Necktie Plot

Plot the lattice stability in dependence of the quadrupole strengths.

Create a new FODO lattice

import apace as ap

D1 = ap.Drift("D1", length=0.55)
d1 = ap.Drift("D1", length=0.55)
b1 = ap.Drift("B1", length=1.5)
b1 = ap.Dipole("B1", length=1.5, angle=0.392701, e1=0.1963505, e2=0.1963505)
q1 = ap.Quadrupole("Q1", length=0.2, k1=1.2)
q2 = ap.Quadrupole("Q2", length=0.4, k1=-1.2)
fodo_cell = ap.Lattice("FODO_CELL", [q1, d1, b1, d1, q2, d1, b1, d1, q1])
fodo_ring = ap.Lattice("FODO_RING", [fodo_cell] * 8)

Scan the quadrupole strength and record lattice stability

import numpy as np

n_steps = 100
k1_start = 0
k1_end = 2

q1_values = np.linspace(k1_start, k1_end, n_steps)
q2_values = np.linspace(k1_start, -k1_end, n_steps)
stable = np.empty((n_steps, n_steps), dtype=bool)

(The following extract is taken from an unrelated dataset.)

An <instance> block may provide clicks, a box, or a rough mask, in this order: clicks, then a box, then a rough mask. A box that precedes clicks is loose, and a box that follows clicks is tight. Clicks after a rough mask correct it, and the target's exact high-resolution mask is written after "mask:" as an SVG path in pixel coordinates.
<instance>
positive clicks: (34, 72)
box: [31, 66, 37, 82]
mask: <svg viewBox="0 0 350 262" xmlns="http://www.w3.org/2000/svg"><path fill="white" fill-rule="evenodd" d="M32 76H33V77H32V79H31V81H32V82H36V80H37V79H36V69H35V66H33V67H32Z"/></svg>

twiss = ap.Twiss(fodo_ring)

for i, q1.k1 in enumerate(q1_values):
    for j, q2.k1 in enumerate(q2_values):
        stable[i, j] = twiss.stable

Plot results using matplotlib

import matplotlib.pyplot as plt

x, y = np.meshgrid(q1_values, -q2_values)
CS = plt.contour(x, y, stable)
plt.xlabel(f"{q1.name} k1 / m$^{{-1}}$")
plt.ylabel(f"{q2.name} -k1 / m$^{{-1}}$")
plt.show()

# TODO change Bend to Drift -> changes necktieplot to center